Büyümede yavaşlama kaçınılmaz gibi

Alaattin AKTAŞ EKO ANALİZ ala.aktas@gmail.com

Başbakan Erdoğan'ın gündeme oturan "IMF'ye ümüğümüzü sıktırmayız" sözünün altında "Harcamalarımızın kısılmasına izin veremeyiz, bu dönemde büyüme hızımızın düşürülmesini kabul edemeyiz" düşüncesinin yattığı açık. Başbakan bir anlamda, büyüme hızımızı düşürecek şekilde çok sıkı bir harcama disiplini öngörecek politikalar bu aşamada bizden uzak dursun, demek istiyor. Bu bir politik tercihtir, katılıp katılmamak ayrı bir konu. Ya da 2009'daki yerel seçimler yüzünden harcamaların artırılacağı, IMF'nin bu yüzden istenmediği de doğru olabilir.

Hepsi bir yana, IMF olmasa Türkiye'nin hızlı büyümesini sürdürme şansı var mı? İşte bu soruya evet yanıtı vermek her geçen gün zorlaşıyor. Yani gidişat, IMF olsa da olmasa da, büyümenin giderek yavaşlayacağı yönünde.

Türkiye ekonomisi yılın ilk çeyreğinde yüzde 6.7 büyüdükten sonra ikinci çeyrekteki büyüme yüzde 1.9'da kaldı. Bu oran, en kötümserleri bile yanıltacak kadar düşüktü. İlk yarıdaki büyüme de yüzde 4.2 düzeyinde oluştu.

Büyümeye ilişkin öncü gösterge niteliğinde ipuçları var. Bunlardan biri olan sanayi üretimi temmuzda yüzde 3.4 arttıktan sonra, ağustosta yüzde 4 gibi önemli bir gerileme gösterdi. Belli ki sanayide işler pek iyi gitmiyor. Bu durum, son dönemde daha da belirginleşti.

Ekonominin genelde nasıl seyrettiğini ortaya koyan temel gösterge ise dolaylı vergilerdeki eğilim.

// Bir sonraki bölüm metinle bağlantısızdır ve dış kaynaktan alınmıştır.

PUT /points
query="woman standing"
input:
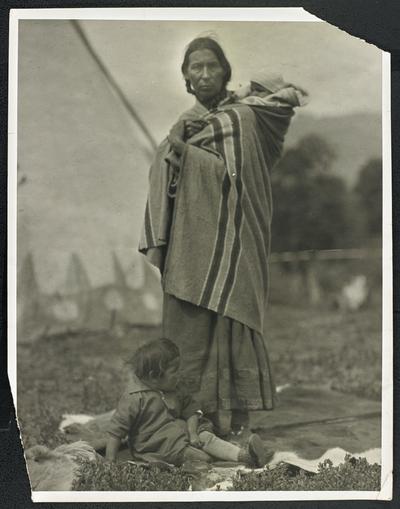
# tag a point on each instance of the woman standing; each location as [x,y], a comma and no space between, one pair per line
[211,242]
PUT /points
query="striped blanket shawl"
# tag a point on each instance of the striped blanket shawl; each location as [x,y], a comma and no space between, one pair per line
[212,244]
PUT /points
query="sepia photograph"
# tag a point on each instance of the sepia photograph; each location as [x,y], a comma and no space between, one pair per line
[199,255]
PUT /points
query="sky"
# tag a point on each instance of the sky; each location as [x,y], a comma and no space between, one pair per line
[85,161]
[342,73]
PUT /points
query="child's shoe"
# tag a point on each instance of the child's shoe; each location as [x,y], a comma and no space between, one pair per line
[255,454]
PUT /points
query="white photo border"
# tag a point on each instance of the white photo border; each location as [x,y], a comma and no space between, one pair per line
[206,14]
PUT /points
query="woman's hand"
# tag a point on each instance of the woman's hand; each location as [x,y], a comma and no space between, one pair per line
[177,145]
[195,441]
[193,127]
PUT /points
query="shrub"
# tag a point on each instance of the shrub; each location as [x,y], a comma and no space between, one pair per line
[353,475]
[101,475]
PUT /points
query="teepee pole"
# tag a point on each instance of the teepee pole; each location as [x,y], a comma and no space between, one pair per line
[114,85]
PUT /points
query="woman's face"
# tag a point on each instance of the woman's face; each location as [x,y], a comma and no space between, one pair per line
[205,73]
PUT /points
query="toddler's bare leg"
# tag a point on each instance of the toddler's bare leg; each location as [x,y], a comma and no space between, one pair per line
[218,448]
[193,454]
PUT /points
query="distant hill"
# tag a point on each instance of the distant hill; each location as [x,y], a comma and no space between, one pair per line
[355,138]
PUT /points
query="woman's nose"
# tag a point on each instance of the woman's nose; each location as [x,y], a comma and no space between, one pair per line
[205,73]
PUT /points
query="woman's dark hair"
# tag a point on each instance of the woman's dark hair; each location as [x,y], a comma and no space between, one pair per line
[152,359]
[206,43]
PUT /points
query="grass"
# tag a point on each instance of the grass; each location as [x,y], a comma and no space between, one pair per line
[83,373]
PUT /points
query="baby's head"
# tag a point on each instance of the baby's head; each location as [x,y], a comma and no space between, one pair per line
[264,82]
[157,364]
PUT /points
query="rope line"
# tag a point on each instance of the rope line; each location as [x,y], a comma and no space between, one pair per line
[114,85]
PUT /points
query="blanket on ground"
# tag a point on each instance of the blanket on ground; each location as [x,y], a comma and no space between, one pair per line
[218,230]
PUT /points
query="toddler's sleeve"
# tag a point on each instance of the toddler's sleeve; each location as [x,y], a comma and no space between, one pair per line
[123,419]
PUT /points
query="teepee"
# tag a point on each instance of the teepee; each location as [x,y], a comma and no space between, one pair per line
[83,159]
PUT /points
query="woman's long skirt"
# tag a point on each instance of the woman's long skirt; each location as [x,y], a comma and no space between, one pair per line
[223,362]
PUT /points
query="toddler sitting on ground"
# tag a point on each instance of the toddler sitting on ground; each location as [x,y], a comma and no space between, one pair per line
[165,425]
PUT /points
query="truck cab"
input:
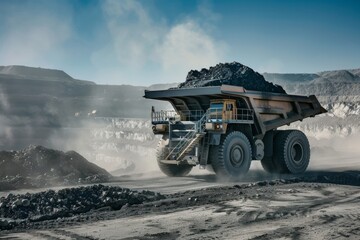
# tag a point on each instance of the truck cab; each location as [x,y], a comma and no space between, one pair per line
[227,111]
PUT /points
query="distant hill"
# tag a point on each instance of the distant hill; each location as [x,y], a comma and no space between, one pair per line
[31,73]
[352,75]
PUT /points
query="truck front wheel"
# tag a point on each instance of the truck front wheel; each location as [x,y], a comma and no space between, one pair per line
[171,170]
[291,151]
[233,156]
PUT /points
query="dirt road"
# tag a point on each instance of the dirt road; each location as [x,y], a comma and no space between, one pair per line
[320,204]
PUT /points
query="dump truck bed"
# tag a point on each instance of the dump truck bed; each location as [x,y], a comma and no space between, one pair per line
[272,110]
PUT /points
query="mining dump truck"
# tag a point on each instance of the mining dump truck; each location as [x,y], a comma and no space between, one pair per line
[227,127]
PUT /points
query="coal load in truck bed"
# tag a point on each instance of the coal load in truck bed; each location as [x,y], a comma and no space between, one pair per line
[231,74]
[37,166]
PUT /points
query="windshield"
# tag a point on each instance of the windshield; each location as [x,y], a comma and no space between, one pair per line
[216,107]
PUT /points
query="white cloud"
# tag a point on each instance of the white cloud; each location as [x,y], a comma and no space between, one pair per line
[186,46]
[30,36]
[140,41]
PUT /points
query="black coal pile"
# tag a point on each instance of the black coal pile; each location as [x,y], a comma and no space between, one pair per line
[37,166]
[231,74]
[19,209]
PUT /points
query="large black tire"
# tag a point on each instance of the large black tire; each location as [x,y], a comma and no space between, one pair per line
[291,152]
[232,157]
[170,170]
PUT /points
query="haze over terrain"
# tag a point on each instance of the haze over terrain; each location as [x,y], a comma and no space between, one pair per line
[110,124]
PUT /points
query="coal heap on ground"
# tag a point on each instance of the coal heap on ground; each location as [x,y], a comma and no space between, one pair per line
[37,166]
[22,208]
[231,74]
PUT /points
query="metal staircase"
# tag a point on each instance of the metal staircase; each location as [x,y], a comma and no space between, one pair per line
[188,141]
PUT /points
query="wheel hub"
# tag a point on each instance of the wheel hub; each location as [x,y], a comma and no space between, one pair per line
[237,156]
[297,152]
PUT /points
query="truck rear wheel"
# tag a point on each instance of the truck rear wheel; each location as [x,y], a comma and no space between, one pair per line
[171,170]
[291,151]
[233,156]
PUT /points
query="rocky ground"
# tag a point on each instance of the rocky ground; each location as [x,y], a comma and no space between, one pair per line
[316,205]
[37,166]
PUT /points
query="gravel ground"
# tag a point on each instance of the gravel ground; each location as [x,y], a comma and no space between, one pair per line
[68,212]
[37,166]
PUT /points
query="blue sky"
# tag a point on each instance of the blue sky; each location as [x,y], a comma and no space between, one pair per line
[157,41]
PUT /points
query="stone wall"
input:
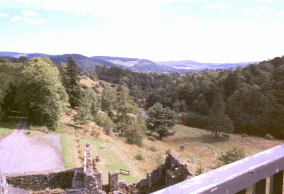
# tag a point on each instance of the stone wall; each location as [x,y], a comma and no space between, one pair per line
[171,172]
[113,181]
[41,180]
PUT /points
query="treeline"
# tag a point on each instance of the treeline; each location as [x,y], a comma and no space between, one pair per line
[33,88]
[253,96]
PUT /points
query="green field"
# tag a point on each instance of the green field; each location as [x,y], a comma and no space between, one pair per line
[7,125]
[68,147]
[110,161]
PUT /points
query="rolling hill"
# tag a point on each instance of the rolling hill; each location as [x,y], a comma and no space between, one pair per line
[134,64]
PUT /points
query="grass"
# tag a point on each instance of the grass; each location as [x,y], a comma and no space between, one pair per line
[68,150]
[110,161]
[8,125]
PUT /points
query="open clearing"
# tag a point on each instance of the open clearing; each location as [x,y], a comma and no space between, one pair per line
[20,153]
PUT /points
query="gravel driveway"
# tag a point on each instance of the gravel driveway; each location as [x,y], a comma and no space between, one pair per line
[21,153]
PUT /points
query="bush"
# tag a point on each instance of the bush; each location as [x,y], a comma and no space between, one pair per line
[133,135]
[139,156]
[102,84]
[152,138]
[104,121]
[168,151]
[153,148]
[232,155]
[181,147]
[199,170]
[244,135]
[268,136]
[95,132]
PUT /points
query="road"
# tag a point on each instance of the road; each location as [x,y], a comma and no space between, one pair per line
[22,153]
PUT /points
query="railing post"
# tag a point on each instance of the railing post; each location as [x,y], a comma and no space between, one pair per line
[244,191]
[260,187]
[276,183]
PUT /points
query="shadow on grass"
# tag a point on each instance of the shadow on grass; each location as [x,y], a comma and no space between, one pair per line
[9,122]
[209,138]
[74,126]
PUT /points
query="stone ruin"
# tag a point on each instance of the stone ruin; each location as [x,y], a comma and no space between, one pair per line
[171,172]
[88,180]
[3,184]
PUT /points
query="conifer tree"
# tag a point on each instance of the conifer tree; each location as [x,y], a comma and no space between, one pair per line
[124,105]
[161,120]
[218,121]
[73,87]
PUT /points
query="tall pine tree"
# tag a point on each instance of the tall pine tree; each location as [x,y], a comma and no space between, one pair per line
[73,86]
[218,121]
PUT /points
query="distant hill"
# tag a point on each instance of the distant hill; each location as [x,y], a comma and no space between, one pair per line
[193,65]
[134,64]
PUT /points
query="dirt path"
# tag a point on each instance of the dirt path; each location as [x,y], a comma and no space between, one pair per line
[21,153]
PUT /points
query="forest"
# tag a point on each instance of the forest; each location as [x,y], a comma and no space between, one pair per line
[246,100]
[252,97]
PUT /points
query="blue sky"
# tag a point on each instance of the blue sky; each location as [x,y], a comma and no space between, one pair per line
[159,30]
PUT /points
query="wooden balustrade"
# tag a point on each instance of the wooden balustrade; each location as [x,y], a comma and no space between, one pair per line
[238,176]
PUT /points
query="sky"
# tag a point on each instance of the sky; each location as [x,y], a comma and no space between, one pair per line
[217,31]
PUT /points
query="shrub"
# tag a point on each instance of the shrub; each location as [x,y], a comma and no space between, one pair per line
[244,135]
[152,138]
[133,135]
[97,90]
[153,148]
[139,156]
[268,136]
[84,86]
[232,155]
[181,147]
[102,84]
[168,151]
[159,159]
[104,121]
[199,170]
[95,132]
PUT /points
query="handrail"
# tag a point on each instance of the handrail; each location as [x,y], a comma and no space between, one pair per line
[237,176]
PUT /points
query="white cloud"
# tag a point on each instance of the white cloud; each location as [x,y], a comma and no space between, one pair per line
[29,13]
[15,18]
[265,1]
[216,6]
[34,21]
[4,15]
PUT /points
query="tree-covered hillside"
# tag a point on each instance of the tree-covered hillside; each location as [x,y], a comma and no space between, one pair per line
[253,95]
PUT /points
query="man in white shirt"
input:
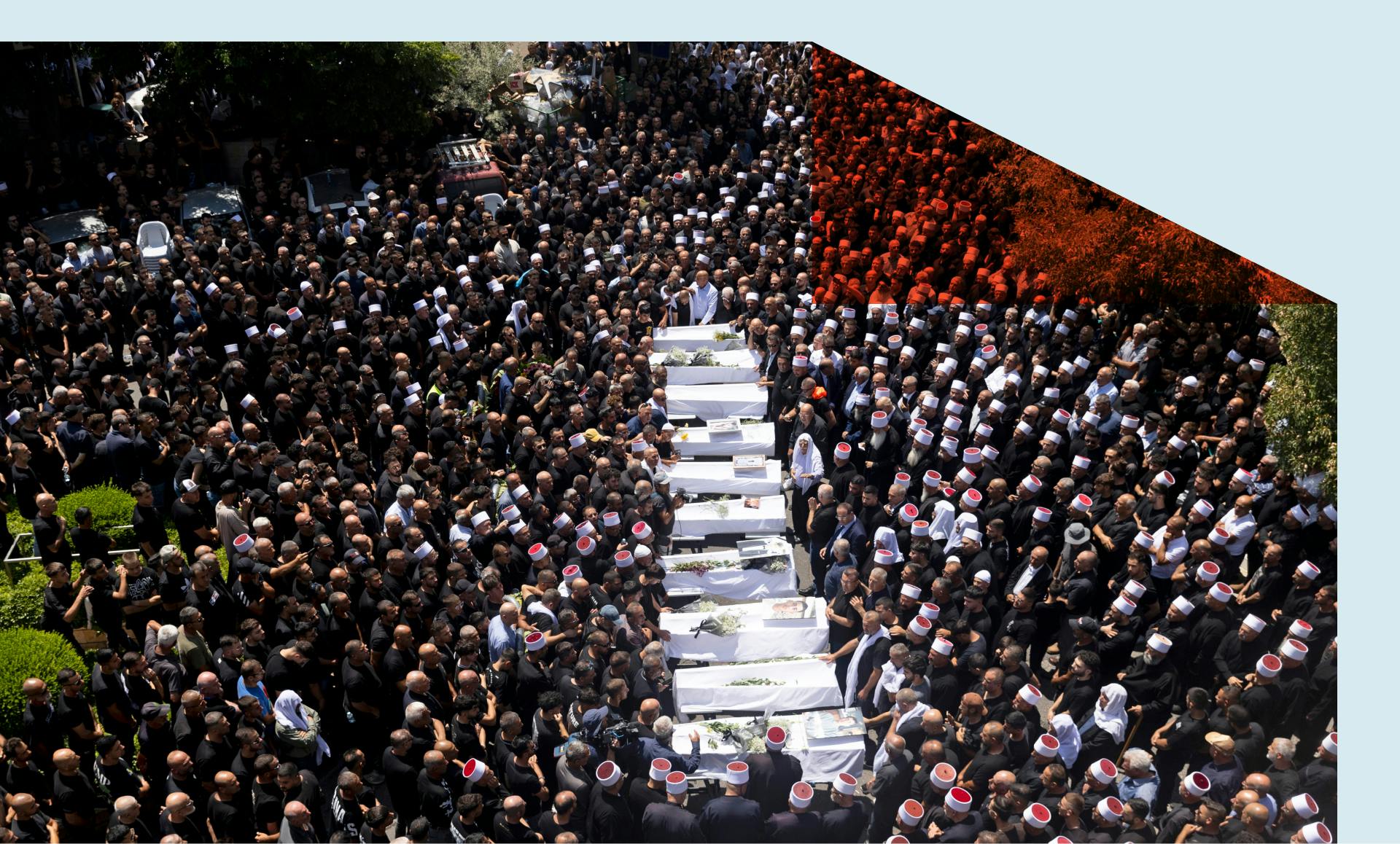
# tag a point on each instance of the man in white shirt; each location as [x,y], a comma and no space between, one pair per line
[703,300]
[1240,524]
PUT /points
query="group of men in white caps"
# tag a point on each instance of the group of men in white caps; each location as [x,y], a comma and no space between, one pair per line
[1068,587]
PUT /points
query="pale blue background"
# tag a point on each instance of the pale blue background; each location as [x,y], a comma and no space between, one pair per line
[1266,126]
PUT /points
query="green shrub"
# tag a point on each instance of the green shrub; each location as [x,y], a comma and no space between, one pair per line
[21,606]
[111,509]
[30,654]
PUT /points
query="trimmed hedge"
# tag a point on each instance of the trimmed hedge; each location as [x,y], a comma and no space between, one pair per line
[21,605]
[111,509]
[30,654]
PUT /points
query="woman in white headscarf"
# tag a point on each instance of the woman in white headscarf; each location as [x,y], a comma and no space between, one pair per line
[520,316]
[806,474]
[1068,735]
[298,730]
[1102,735]
[885,538]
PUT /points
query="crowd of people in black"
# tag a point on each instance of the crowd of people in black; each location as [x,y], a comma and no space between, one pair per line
[1068,584]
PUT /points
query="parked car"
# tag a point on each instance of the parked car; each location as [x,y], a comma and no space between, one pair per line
[71,227]
[220,202]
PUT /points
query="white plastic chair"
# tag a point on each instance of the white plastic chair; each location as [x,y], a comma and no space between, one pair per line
[155,243]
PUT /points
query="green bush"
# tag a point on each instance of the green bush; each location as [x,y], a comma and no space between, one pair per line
[30,654]
[111,509]
[21,606]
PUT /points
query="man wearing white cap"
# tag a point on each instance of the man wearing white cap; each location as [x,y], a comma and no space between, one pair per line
[671,821]
[733,816]
[773,773]
[798,825]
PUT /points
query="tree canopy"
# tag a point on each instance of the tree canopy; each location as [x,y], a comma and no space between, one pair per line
[314,88]
[1095,243]
[1302,406]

Geçen yılın üçüncü çeyreğinde 4.5 milyar YTL olan dahilde alınan KDV, bu yıl da aynı düzeyde kaldı. Yani KDV, reel olarak geriledi. ÖTV ise 11.1 milyar YTL'den 11.7 milyar YTL'ye çıkarken ancak yüzde 5.4 arttı. Buna göre, ÖTV'de de reel anlamda bir gerileme var. Bu rakamlar, GSYH'ye yansıyacak ve büyümeyi aşağı çekecek. Dolayısıyla, yılın üçüncü çeyreğinden de fazla umutlu olmak zor.

Dördüncü çeyreği tahmin etmek daha kolay görünüyor. Küresel kriz ve bunun içeriye yansımalarını dördüncü çeyrekte yaşayacağız. Son çeyrekte büyümenin sıfıra yakın gelmesi, hatta negatif çıkması şaşırtıcı olmayacak.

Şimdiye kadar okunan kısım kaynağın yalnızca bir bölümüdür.